Department of Electrical Engineering and Computer Science, University of California, Berkeley, CA 94720; Cylink Corporation, Sunnyvale, CA 94087.
IEEE Trans Pattern Anal Mach Intell. 1987 May;9(5):661-8. doi: 10.1109/tpami.1987.4767960.
The fuzzy c-means/ISODATA algorithm is usually described in terms of clustering a finite data set. An equivalent point of view is that the algorithm clusters the support points of a finite-support probability distribution. Motivated by recent work on the hard version of the algorithm, this paper extends the definition to arbitrary distributions and considers asymptotic properties. It is shown that fixed points of the algorithm are stationary points of the fuzzy objective functional, and vice versa. When the algorithm is iteratively applied to an initial prototype set, the sequence of prototype sets produced approaches the set of fixed points.
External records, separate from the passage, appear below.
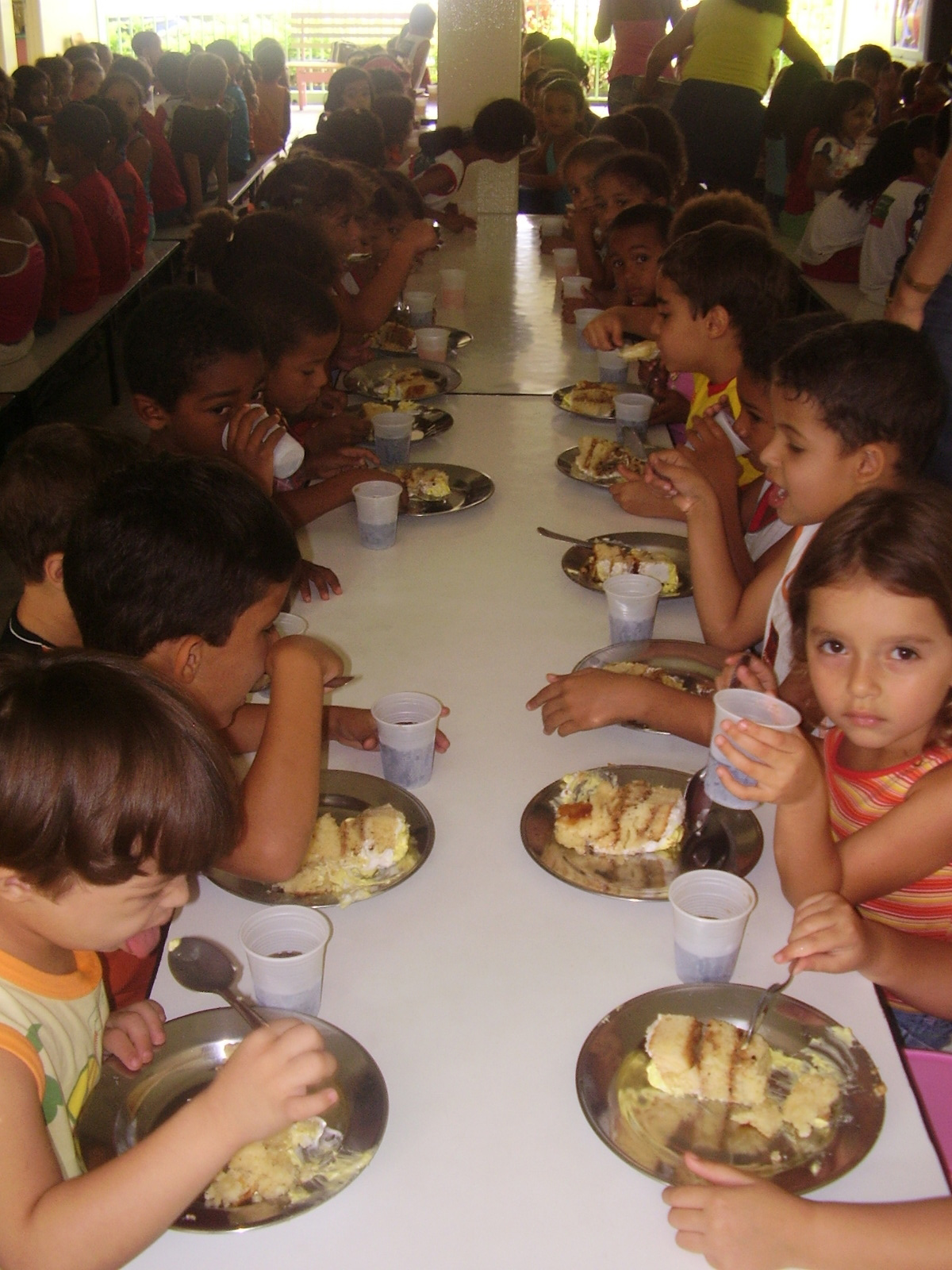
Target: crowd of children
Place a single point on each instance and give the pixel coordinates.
(819, 559)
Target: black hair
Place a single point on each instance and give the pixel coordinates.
(175, 334)
(767, 346)
(171, 548)
(286, 309)
(871, 381)
(736, 268)
(84, 126)
(638, 168)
If an unknown distribution is approximated by the empirical distribution of stationary, ergodic observations, then as the number of observations grows large, fixed points of the algorithm based on the empirical distribution approach fixed points of the algorithm based on the true distribution. Furthermore, with respect to minimizing the fuzzy objective functional, the algorithm based on the empirical distribution is asymptotically at least as good as the algorithm based on the true distribution.
模糊 C-均值/ISODATA 算法通常是根据对有限数据集进行聚类来描述的。等价的观点是,该算法对有限支持概率分布的支持点进行聚类。受最近关于硬版本算法的研究的启发,本文将定义扩展到任意分布,并考虑了渐近性质。结果表明,算法的平衡点是模糊目标函数的驻点,反之亦然。当算法被迭代应用于初始原型集时,产生的原型集序列趋近于平衡点集。如果用平稳、遍历观测的经验分布来近似未知分布,那么随着观测数量的增加,基于经验分布的算法的平衡点趋近于基于真实分布的算法的平衡点。此外,在最小化模糊目标函数方面,基于经验分布的算法在渐近意义上至少与基于真实分布的算法一样好。